With a pixelated facade that looks like it stopped loading halfway on a wonky dial-up, the Ole Scheeren-designed King Power Mahanakhon building has been a defining feature of Bangkok’s skyline since 2016. Now, this off-kilter skyscraper has found a new tenant in the Standard, Bangkok Mahanakhon. After making its Thailand debut last year with the Standard Hua Hin, a 1960s-inspired beach retreat three hours to the southwest, the hotel group launched its Asia flagship on the tower’s top three and lower 18 floors. Together with the Spanish artist Jaime Hayon, the Standard’s design team, led by Verena Haller, infused the space with signature quirks — a Matisse-meets-Memphis mix of scribbled carpets, checkerboard tiling and sculptural rattan lampshades dangling from the lobby ceiling. Rooms range from snug studios to party-size penthouses and follow a similar theme, with curvy sofas and cartoonish side tables.
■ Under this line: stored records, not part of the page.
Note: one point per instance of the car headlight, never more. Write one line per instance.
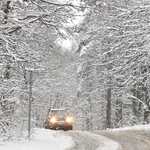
(53, 120)
(68, 119)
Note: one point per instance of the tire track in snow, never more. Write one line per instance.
(89, 141)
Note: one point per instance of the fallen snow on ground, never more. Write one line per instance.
(42, 139)
(133, 128)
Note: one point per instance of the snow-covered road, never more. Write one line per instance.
(133, 138)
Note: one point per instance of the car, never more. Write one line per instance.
(59, 119)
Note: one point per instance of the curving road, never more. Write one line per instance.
(90, 141)
(110, 140)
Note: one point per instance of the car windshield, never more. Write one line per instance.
(58, 112)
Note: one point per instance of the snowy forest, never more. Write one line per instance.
(91, 57)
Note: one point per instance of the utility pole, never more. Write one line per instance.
(30, 96)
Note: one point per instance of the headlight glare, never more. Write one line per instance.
(69, 119)
(53, 120)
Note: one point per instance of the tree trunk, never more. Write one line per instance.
(108, 108)
(118, 111)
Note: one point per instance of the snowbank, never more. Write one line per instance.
(42, 140)
(133, 128)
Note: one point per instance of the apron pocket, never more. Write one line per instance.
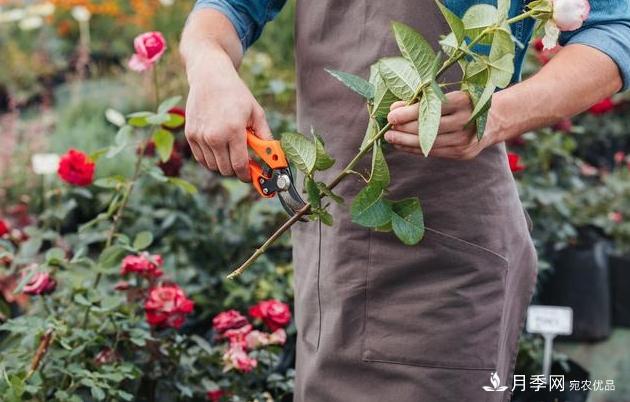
(437, 304)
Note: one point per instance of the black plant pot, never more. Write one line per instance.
(580, 280)
(571, 372)
(619, 283)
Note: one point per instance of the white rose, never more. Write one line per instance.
(45, 163)
(569, 15)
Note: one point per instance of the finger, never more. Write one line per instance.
(456, 101)
(208, 156)
(401, 138)
(239, 158)
(403, 114)
(410, 150)
(397, 104)
(197, 153)
(221, 156)
(259, 124)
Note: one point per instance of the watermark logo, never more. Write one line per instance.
(496, 384)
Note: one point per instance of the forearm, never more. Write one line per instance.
(576, 78)
(210, 38)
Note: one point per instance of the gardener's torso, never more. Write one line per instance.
(368, 308)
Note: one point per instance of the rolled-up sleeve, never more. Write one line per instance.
(248, 16)
(608, 30)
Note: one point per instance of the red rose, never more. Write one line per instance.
(602, 107)
(143, 264)
(515, 162)
(226, 320)
(236, 357)
(167, 306)
(40, 284)
(4, 227)
(273, 313)
(149, 47)
(106, 356)
(215, 395)
(76, 168)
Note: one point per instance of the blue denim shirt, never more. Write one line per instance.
(607, 28)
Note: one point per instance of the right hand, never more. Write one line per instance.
(219, 110)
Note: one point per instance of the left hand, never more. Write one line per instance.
(454, 140)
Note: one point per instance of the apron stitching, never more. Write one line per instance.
(473, 245)
(365, 295)
(319, 300)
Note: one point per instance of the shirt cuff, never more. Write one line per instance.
(611, 39)
(243, 25)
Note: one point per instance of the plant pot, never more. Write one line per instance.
(579, 280)
(619, 283)
(571, 372)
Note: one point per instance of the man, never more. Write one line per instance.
(377, 320)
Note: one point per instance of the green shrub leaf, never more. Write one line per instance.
(369, 208)
(355, 83)
(408, 221)
(430, 113)
(415, 49)
(163, 140)
(400, 76)
(300, 151)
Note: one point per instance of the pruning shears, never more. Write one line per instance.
(274, 177)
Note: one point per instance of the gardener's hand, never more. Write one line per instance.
(454, 140)
(219, 109)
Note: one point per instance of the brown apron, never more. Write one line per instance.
(379, 321)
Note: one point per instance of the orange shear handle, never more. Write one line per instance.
(271, 153)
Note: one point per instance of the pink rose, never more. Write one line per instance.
(257, 339)
(143, 264)
(215, 395)
(149, 46)
(41, 283)
(237, 358)
(167, 306)
(273, 313)
(569, 15)
(230, 319)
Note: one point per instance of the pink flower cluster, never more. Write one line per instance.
(242, 338)
(143, 264)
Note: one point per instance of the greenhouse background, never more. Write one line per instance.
(77, 321)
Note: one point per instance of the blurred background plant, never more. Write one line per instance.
(64, 83)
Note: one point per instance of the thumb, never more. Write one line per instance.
(259, 124)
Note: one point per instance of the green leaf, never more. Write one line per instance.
(408, 221)
(354, 82)
(400, 76)
(168, 104)
(120, 141)
(183, 184)
(163, 140)
(143, 240)
(430, 113)
(369, 208)
(312, 192)
(383, 97)
(300, 150)
(329, 193)
(415, 49)
(453, 21)
(323, 160)
(380, 171)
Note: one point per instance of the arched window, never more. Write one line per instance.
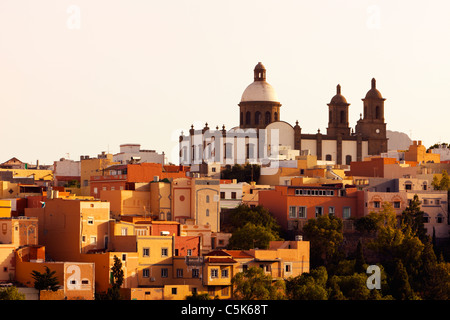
(248, 117)
(268, 117)
(257, 117)
(348, 159)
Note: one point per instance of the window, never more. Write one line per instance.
(224, 273)
(319, 211)
(346, 212)
(287, 268)
(214, 273)
(225, 291)
(331, 211)
(292, 212)
(302, 212)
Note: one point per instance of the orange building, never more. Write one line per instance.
(383, 168)
(76, 279)
(292, 206)
(15, 233)
(133, 176)
(70, 227)
(417, 152)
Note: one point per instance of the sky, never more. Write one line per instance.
(80, 77)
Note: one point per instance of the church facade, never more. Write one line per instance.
(261, 133)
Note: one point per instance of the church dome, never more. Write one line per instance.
(259, 90)
(338, 98)
(373, 93)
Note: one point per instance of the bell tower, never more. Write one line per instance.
(259, 104)
(338, 115)
(372, 126)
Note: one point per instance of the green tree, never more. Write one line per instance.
(252, 228)
(399, 284)
(254, 284)
(256, 216)
(46, 280)
(308, 286)
(116, 279)
(242, 173)
(196, 296)
(325, 235)
(360, 261)
(11, 293)
(413, 219)
(444, 184)
(251, 236)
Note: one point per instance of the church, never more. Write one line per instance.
(261, 133)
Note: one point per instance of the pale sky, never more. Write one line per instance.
(140, 71)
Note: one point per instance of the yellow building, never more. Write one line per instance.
(5, 208)
(93, 167)
(127, 202)
(197, 199)
(15, 233)
(70, 227)
(417, 152)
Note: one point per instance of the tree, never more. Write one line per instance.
(117, 277)
(308, 286)
(196, 296)
(246, 173)
(400, 286)
(254, 284)
(443, 183)
(325, 235)
(11, 293)
(252, 228)
(251, 236)
(413, 218)
(359, 259)
(46, 280)
(257, 216)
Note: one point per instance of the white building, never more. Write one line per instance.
(133, 152)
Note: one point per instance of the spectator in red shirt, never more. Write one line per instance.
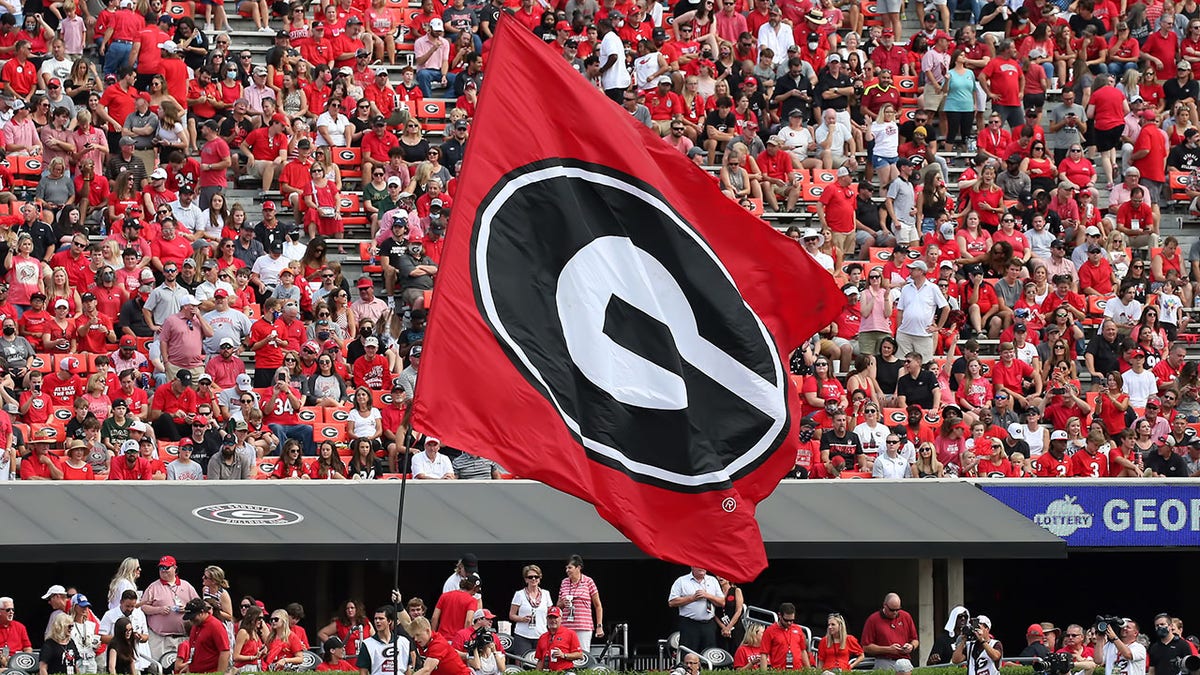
(784, 644)
(779, 177)
(41, 465)
(889, 635)
(131, 465)
(557, 647)
(268, 147)
(208, 638)
(13, 634)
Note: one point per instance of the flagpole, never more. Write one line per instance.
(400, 511)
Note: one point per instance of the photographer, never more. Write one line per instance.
(978, 647)
(481, 646)
(1121, 651)
(1167, 651)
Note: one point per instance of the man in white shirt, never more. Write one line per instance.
(613, 75)
(431, 464)
(1122, 655)
(777, 35)
(923, 311)
(695, 596)
(129, 609)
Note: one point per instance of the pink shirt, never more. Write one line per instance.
(183, 345)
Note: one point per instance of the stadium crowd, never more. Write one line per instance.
(1011, 184)
(171, 626)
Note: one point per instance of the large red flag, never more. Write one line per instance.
(609, 323)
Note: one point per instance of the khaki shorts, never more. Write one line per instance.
(256, 167)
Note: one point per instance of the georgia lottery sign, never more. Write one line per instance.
(1121, 514)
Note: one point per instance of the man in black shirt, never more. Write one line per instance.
(1164, 652)
(1181, 88)
(720, 126)
(840, 441)
(1186, 156)
(1164, 463)
(793, 91)
(917, 386)
(1103, 353)
(871, 231)
(834, 88)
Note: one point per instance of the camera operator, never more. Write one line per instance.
(480, 643)
(978, 647)
(1036, 643)
(557, 647)
(1122, 655)
(1167, 651)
But this is more than just a pretty place to sleep: Destination restaurants include Thailand’s first outpost of the Hong Kong dim sum powerhouse Mott 32 and a rose-gold-tinted rooftop spot serving contemporary Mexican fare, created and overseen by the chef Francisco “Paco” Ruano, and the on-site cultural calendar covers everything from D.J. sets to queer tarot card readings. “We don’t think of ourselves as a traditional luxury hotel,” says Mai Vejjajiva Timblick, the Standard’s chief creative and culture officer in Asia. “We hardly think of ourselves as a hotel at all.” Rooms from $200; standardhotels.com.